2 I removed any drooping lower leaves or those which didn’t look good. This gave me more stem to stick down in the pot because between the leaves & the stems, these cuttings were heavy.
3 I put newspaper over the drain holes of the grow pot. This keeps the loose mix from escaping with the 1st few waterings.
4 Succulent & cactus was added in so the pot was about 1/2 full.
This is 1 cutting that has completed healed over. Quite a few small pink roots have emerged. These roots can appear on succulents before they’re even planted. The stems are white, a well as a few spots on the leaves. That’s the powder that’s this plant’s protective coating.
5 I put the cuttings in the pot & had to reposition them a few times as well as take a few lower leaves off to get these 2 “flopsy mopsies” to stand up in the pot. Both of these cuttings had curved stems & were giving me a bit of a hard time. In the end, I won the challenge!
6 The pot was topped off with succulent & cactus mix which I had to pack in a bit to get these heavy stems to stay uprighted. I don’t add compost & worm castings when planting & rooting cuttings because they don’t need it when the roots are forming. I’ll top the pot off with both in a couple of months when the roots are well on their way.
7 These cuttings were moved under the bright shade of the grapefruit tree where they could settle in. I watered them thoroughly after 3 days because the temps are heating up around here.
The cuttings, with the help of the chopstick, have rooted in beautifully. There’s already some resistance when I give them a gentle tug.
Good to know:
Spring and summer are a great time to propagate & plant cuttings. They root in readily in the warmer months.
As for care, I water newly planted cuttings a bit more often than I water my established succulents. At least for the 1st month or 2 depending on how the rooting in the process is going. I’m watering these every 5 days because the temps are in the mid-80’s to low 90’s.

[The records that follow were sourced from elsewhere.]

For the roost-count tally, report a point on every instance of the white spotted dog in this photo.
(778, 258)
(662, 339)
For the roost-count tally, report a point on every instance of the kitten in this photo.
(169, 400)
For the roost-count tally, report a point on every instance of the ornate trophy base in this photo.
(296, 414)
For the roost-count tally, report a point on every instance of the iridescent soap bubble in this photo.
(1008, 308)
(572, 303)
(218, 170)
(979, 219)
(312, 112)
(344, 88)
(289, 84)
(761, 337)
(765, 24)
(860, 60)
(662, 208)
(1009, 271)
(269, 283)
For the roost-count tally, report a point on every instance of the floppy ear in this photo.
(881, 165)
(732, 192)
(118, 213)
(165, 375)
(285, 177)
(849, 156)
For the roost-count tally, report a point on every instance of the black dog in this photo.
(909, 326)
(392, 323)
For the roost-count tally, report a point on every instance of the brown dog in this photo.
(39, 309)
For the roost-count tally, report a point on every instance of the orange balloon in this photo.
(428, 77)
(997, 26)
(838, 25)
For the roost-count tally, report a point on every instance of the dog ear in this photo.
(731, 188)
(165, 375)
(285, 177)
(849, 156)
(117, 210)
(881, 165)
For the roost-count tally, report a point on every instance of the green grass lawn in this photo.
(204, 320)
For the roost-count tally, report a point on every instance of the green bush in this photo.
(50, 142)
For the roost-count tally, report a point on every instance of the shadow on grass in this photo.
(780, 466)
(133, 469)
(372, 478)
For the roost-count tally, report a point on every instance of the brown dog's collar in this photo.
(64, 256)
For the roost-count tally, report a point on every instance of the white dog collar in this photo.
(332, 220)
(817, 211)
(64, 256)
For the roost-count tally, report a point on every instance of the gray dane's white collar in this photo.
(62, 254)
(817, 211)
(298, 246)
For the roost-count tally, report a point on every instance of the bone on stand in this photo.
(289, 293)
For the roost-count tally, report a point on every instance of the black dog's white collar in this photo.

How often you water yours depends on the light, temperature, size pot & mix they’re in.
These Paddle Plants, like all their fellow succulents, can stay in smaller pots like this for awhile because they don’t have extensive root systems. They could be separated into 2 plants further on down the line if I wanted. However, I’m keeping them as is. I’ll give them to a friend when they ready to leave the ‘ole homestead – I have fleshy succulents galore!
You’ll have cuttings to give away once your Paddle Plant is established and happy. Sharin’ the succulent love!